Last day in Kathmandu
The original schedule for our last day in Nepal was to get up at 4:00 AM to catch the morning flight to Bahrain for a 14 hour layover before continuing on to London. I prepared myself for a long day of granola bars and airplane food. Airlines seem to usually have two flights per day out of Kathmandu, and luckily they switched us to the evening flight, cutting our layover down to 2 hours.
That was welcome news, since we found the Bahraini airport a rather unnerving place the first time (so very much tension and so very many burqa’s), and though international airports are inherently interesting places, 14 hours is a long time to people-watch in the same hallway.
So instead we had another day in Kathmandu, starting with a leisurely goodbye to our three remaining program-mates (the others had all been voted off the island or eaten by sloth bears) as they departed for a village-to-village trek whose details made me jealous. Then we walked into Basundhara for a masala omlet (sic), wandered a bit, had super-spiced veggie momos (a Nepali/Tibetan version of pot stickers), a nap, back into town for chicken butter masala curry with basmati rice and garlic roti (you can see where my priorities lay), then headed for the airport.
On the way we dropped off two Finnish girls at the orphanage where they will be volunteering for two weeks. They were sweet girls, but their youth and green-ness were painfully obvious as they chattered away instead of paying attention to Rajesh (the program boss and superhero) even as he explained how to walk there (they would be going alone starting the next morning).
I admire Rajesh immensely for many reasons, one of which is how he somehow manages to shepherd group after group from giggling and oblivious to prepared to live for 2-12 weeks (or 10 months) in Nepali families and teach classes. And the entire time he patiently answers questions and laughs gustily and genuinely at jokes, all of (both of) which he must have heard a thousand times before. His entire family is a fortress of hospitality, personality, and authentic fundamental goodness.
We got onto the road to the airport to find gridlocked traffic (“gridlock” may not be the best term since there is nothing so orderly as a grid in Nepali traffic).

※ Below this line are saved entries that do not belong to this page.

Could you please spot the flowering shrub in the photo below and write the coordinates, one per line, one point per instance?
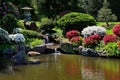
(4, 36)
(92, 40)
(17, 38)
(8, 16)
(72, 33)
(90, 30)
(109, 38)
(116, 29)
(74, 37)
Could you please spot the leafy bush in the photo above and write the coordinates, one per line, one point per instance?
(90, 30)
(116, 29)
(75, 20)
(46, 24)
(30, 33)
(109, 38)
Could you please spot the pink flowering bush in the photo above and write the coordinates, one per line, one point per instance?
(72, 33)
(116, 29)
(109, 38)
(74, 37)
(92, 40)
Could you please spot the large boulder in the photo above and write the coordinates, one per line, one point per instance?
(20, 58)
(66, 48)
(89, 52)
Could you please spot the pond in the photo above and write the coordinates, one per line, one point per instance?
(66, 67)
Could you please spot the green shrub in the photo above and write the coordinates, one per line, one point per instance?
(75, 20)
(30, 33)
(46, 24)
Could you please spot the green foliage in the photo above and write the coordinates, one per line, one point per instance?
(9, 22)
(46, 24)
(105, 14)
(30, 33)
(52, 8)
(112, 49)
(75, 20)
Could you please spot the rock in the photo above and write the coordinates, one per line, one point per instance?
(89, 52)
(20, 58)
(33, 53)
(66, 48)
(7, 53)
(39, 48)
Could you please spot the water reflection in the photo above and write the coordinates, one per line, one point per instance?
(67, 67)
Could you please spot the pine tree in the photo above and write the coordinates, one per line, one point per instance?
(105, 13)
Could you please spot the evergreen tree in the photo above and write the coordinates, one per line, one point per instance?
(105, 13)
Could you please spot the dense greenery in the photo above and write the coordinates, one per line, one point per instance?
(75, 20)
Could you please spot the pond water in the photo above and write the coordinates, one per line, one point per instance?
(66, 67)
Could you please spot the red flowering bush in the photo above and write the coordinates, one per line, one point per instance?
(109, 38)
(92, 40)
(72, 33)
(116, 29)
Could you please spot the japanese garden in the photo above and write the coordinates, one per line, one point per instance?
(59, 40)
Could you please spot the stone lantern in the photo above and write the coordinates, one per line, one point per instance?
(27, 14)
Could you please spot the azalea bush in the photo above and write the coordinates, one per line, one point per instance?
(72, 33)
(110, 38)
(112, 49)
(92, 41)
(116, 30)
(8, 16)
(74, 37)
(17, 38)
(91, 30)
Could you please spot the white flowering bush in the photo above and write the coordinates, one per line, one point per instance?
(4, 36)
(17, 38)
(91, 30)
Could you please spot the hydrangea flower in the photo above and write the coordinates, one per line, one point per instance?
(4, 36)
(18, 38)
(90, 30)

Nepal had just elected another in a long line of Prime Ministers that day (they rarely last a year) which may have contributed to the standstill. Motorbikes buzzed and swirled like the flies in the gutters, while everyone else aggressively shouldered their way into spaces that seemed way too small, turning off their engines during the minutes between each miniscule movement. I am deeply surprised to see so many relatively intact paint jobs as they defiantly refuse to ever give way. A polite driver in Nepal would never go anywhere. Literally.
The road was wide enough for 2 American lanes, or 3 European, so there were 4-5 Nepali. The 3-4 in our direction were fully constipated, the 1 oncoming flowed steadily (a customary contrast in Nepal). Half a kilometer farther along it switched, our side merged into 1 lane, which slid past 3 of stationary chaos. No one had the patience or control to point out that it would work much better with two lanes in each direction, instead of the 4-into-1 bottlenecks on both sides. This is Nepal.

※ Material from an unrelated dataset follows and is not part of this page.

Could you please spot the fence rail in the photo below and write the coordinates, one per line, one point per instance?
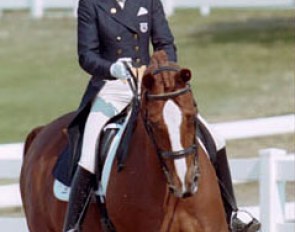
(272, 169)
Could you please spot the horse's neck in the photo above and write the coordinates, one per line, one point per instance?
(144, 155)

I hear India takes all these things about Nepal and multiplies then several times over. I am not ready for India right now.
There is not much you can do about gridlock, and I trusted Rajesh to do what could be done, so I sat back to enjoy my last bits of Nepal through the window of our little white van as he skilfully wedged it into closet-sized spaces, saying only “if you can drive in Kathmandu, you can drive anywhere.”

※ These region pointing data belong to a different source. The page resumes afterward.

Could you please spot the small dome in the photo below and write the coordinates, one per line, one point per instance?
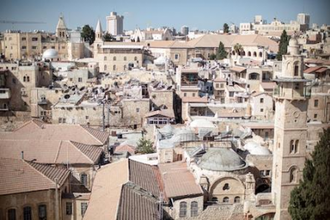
(256, 149)
(201, 123)
(293, 42)
(50, 54)
(221, 159)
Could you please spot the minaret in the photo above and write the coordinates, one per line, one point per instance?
(98, 32)
(98, 38)
(61, 30)
(290, 129)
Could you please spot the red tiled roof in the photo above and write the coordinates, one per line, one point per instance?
(19, 176)
(312, 69)
(36, 130)
(178, 181)
(144, 175)
(137, 203)
(195, 99)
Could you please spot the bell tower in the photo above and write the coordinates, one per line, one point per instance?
(289, 152)
(61, 30)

I watched fruit stands by the side of the road tended by women with colourful sari’s and potent scowls. Cows wandered, grazed, or stood in peculiar places, utterly unmolested. A woman in a bus in front of us stuck her leathery head out the window and vomited white liquid onto the street without looking; it was pure luck that there was no motorcycle coming.
Rajesh saved our bacon (not the first time) by swerving off onto small surface streets that spit us out unexpectedly close to the airport. Having a local on your team is priceless.
Leaving a wonderful place and the people who made it even better is a uniquely difficult thing, but we took refuge in the distractions of travel, first stop: Bahrain.